Etching is performed to open the Au wiring as shown in FIG. 3C, and a hole 201 having a depth of 0.2 μm or more is formed.

Next, HNO ₃ : HCl: H ₂ O = 1: 3:
When the surface treatment is performed with diluted aqua regia of about 10 for about 1 to 2 minutes, fine irregularities on the Au surface are emphasized and irregularities are formed on the Au wiring surface as shown in FIG. An inorganic film such as SiO or SiN is formed thereon by a CVD method or the like, or an organic or inorganic coating film is formed to form the insulating film 300. FIG. 4E shows a case where an organic coating film is formed.

At this time, due to the holes and the irregularities on the surface of the Au wiring, the adhesion area and adhesion strength between Au and the insulating film are further increased as compared with the first embodiment, and the peeling of the insulating film on the Au wiring is suppressed. Particularly on the Au wiring having a width of 20 μm or more, the occurrence rate of peeling can be suppressed to 1% or less.

[0021]

As described above, according to the present invention, since the unevenness is formed on the surface of the Au wiring, the adhesion area and the adhesion strength between Au and the insulating film are increased, and the insulating film on the Au wiring is peeled off.

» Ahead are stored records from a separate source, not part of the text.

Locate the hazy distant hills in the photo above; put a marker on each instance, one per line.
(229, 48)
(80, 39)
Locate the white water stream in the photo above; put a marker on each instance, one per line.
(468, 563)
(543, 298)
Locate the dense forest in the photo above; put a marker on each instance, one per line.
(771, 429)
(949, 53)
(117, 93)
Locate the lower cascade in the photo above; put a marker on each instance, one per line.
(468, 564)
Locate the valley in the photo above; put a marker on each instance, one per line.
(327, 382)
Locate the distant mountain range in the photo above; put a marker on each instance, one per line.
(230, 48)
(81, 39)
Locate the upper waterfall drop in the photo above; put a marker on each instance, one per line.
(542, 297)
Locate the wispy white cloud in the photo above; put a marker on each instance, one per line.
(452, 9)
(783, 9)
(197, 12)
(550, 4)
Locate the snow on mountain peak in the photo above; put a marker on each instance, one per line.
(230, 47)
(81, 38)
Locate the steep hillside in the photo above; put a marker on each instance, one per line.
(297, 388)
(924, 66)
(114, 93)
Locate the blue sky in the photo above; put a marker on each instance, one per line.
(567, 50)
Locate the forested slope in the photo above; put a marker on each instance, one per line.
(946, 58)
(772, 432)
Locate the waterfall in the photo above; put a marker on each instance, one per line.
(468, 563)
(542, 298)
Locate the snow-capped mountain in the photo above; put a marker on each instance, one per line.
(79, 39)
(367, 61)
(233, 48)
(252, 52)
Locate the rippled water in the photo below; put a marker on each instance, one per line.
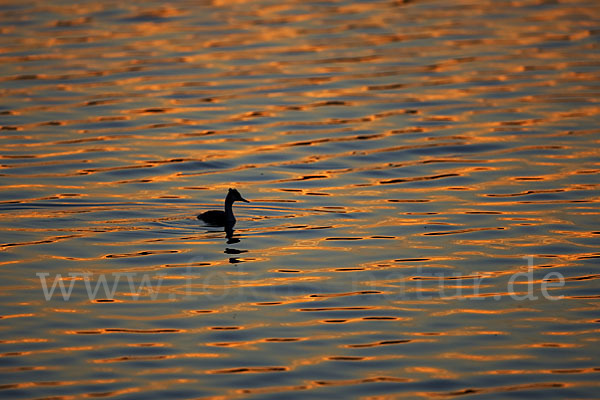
(423, 179)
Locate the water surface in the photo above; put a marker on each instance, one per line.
(423, 179)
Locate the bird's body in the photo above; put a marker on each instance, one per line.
(223, 218)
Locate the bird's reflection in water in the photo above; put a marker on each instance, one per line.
(231, 240)
(229, 233)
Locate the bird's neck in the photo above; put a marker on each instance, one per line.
(229, 209)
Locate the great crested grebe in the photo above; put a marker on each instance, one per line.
(223, 218)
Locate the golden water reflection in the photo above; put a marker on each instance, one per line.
(403, 158)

This has the effect of preventing this and improving the yield.

[Brief description of drawings]

FIG. 1 is a cross-sectional view showing a first embodiment of the present invention in process order.

FIG. 2 is a cross-sectional view showing the first embodiment of the present invention in the order of steps.

FIG. 3 is a cross-sectional view showing a second embodiment of the present invention in process order.

FIG. 4 is a cross-sectional view showing a second embodiment of the present invention in process order.

FIG. 5 is a cross-sectional view showing a conventional example in the order of steps.

[Explanation of symbols]

 100 substrate 200 Au wiring 201 hole 300 insulating film 400 peeling of insulating film

Claims (4)

[Claims] 1. A semiconductor device having an Au wiring, wherein the Au wiring has irregularities on a surface covered with the insulating film for increasing a contact area and a contact strength with the insulating film. Semiconductor device. 2. The semiconductor device according to claim 1, wherein a hole having a depth of 0.2 μm or more is provided on the Au wiring. 3. A semiconductor device comprising an Au wiring step, a heat treatment step, an unevenness treatment step, and an insulating film forming step.
A method of manufacturing a semiconductor device for forming a wiring, wherein the Au wiring step is a step of forming an Au wiring on at least a semiconductor substrate, and the heat treatment step is a step of subjecting the Au wiring to a heat treatment. Is for forming irregularities on the surface of the heat-treated Au wiring, and the insulating film forming step is for forming an insulating film on the Au wiring on which irregularities are formed. Production method. 4. The method of manufacturing a semiconductor device according to claim 3, further comprising a step of forming a hole having a depth of 0.2 μm or more on the Au wiring. Production method.